Il conviendra donc à ce que les établissements de santé veillent bien à ce que les services en charge du traitement des demandes à l’accès au dossier médical et les services en charge du traitement des demandes d’exercice des droits prévus par le RGPD se coordonnent dans les modalités du traitement de ces demandes.

Pour consulter la décision de la Cour de Justice de l’Union européenne, cliquer ici.

POUR ALLER + LOIN

Où en sommes-nous de l’IA Act ?

Où en sommes-nous de l’IA Act ?

Le cabinet Houdart & Associés a accueilli dans ses locaux une réunion de travail sur les impacts dans le domaine de la santé de la future réglementation européenne sur l’intelligence artificielle (IA Act), réunissant des délégués à la protection des données d’horizons variés (établissements de santé, laboratoires, fournisseur de dispositifs médicaux ….).

Un moment d’échanges riche en réflexions ayant permis aux participants de mutualiser les retours d’expérience et les connaissance de chacun pour appréhender au mieux cette nouvelle réglementation foisonnante, complexe et en pleine évolution.

Mais au fait, où en sommes-nous de l’IA Act ?

À l’heure où sort cette Datactu, le prochain trilogue prévu entre les institutions européennes sur l’IA Act aura lieu le 6 décembre prochain. L’occasion pour nous de faire le point.

Pour rappel, la Commission européenne a publié en avril 2021 une proposition de règlement sur différentes règles harmonisées concernant l’intelligence artificielle, appelée « Artificial Intelligence Act » ou « IA Act ».

Ce texte vise à apporter un cadre juridique uniforme entre les Etats membres de l’Union européenne concernant l’usage et la commercialisation des intelligences artificielles en proposant une approche multi-risques, c’est-à-dire en distinguant selon le niveau de risque inhérent à l’IA développée et proposée sur le marché.

À ce titre, les fournisseurs d’IA « à haut risque » seraient soumis à des obligations plus contraignantes. Ce serait notamment le cas des IA intervenant dans le domaine de la santé.
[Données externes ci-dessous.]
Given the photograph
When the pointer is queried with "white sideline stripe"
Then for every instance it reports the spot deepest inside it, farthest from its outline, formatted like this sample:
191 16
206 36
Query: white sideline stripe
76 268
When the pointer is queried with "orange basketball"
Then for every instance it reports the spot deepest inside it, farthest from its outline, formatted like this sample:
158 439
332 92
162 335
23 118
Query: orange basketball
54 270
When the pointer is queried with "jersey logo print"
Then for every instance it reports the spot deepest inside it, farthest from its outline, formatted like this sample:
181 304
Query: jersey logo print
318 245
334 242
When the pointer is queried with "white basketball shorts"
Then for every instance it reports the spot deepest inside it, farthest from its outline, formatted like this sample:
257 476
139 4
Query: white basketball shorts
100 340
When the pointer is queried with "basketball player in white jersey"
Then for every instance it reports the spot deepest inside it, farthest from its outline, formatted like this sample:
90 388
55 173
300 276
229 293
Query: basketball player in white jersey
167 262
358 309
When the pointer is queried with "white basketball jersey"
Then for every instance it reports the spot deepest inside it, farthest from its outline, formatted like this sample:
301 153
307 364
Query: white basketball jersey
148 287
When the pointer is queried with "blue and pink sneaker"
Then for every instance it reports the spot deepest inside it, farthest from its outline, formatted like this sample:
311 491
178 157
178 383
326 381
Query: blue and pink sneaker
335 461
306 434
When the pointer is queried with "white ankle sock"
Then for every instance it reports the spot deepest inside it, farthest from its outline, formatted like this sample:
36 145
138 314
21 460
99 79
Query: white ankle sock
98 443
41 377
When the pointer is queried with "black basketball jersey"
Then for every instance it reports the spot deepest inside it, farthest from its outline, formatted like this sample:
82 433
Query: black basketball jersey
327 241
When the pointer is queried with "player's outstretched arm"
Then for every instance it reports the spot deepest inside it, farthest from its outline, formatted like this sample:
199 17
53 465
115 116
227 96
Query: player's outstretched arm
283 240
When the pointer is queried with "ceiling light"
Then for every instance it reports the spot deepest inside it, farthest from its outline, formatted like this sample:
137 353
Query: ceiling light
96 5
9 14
Son adoption entraînerait des conséquences similaires à celles du RGPD en termes de portée, et permettrait d’imposer à l’ensemble des développeurs d’IA dans l’Union européenne, et ceux voulant intervenir sur le marché économique européen de nouvelles exigences de conformité en matière de sécurité et de transparence

Les négociations interinstitutionnelles entre les trois institutions européennes (Parlement européen, Commission européenne et Conseil de l’Union européenne) afin d’élaborer les dispositions finales de l’IA Act ont débuté le 14 juin 2023 lorsque les députés européens se sont mis d’accord sur le contenu de l’IA Act.

Depuis, plusieurs trilogues ont eu lieu entre les institutions européennes et ont fait apparaître un point de divergence majeur parmi les Etats membres européens : La réglementation des modèles de fondation. Les modèles de fondation désignent les modèles d’intelligence artificielle entrainés à partir d’une grande quantité de données. On retrouve notamment ce genre de modèles auprès des IA génératives, type Chat GPT.

En effet, le dernier trilogue du 24 octobre laissait entendre qu’un consensus avait été pris entre les Etats membres sur ce point capital, notamment en poursuivant une approche multi-niveaux permettant d’introduire des règles plus strictes aux fournisseurs de modèles puissants susceptibles d’avoir un impact important sur la société, ces derniers étant principalement des acteurs non-européens.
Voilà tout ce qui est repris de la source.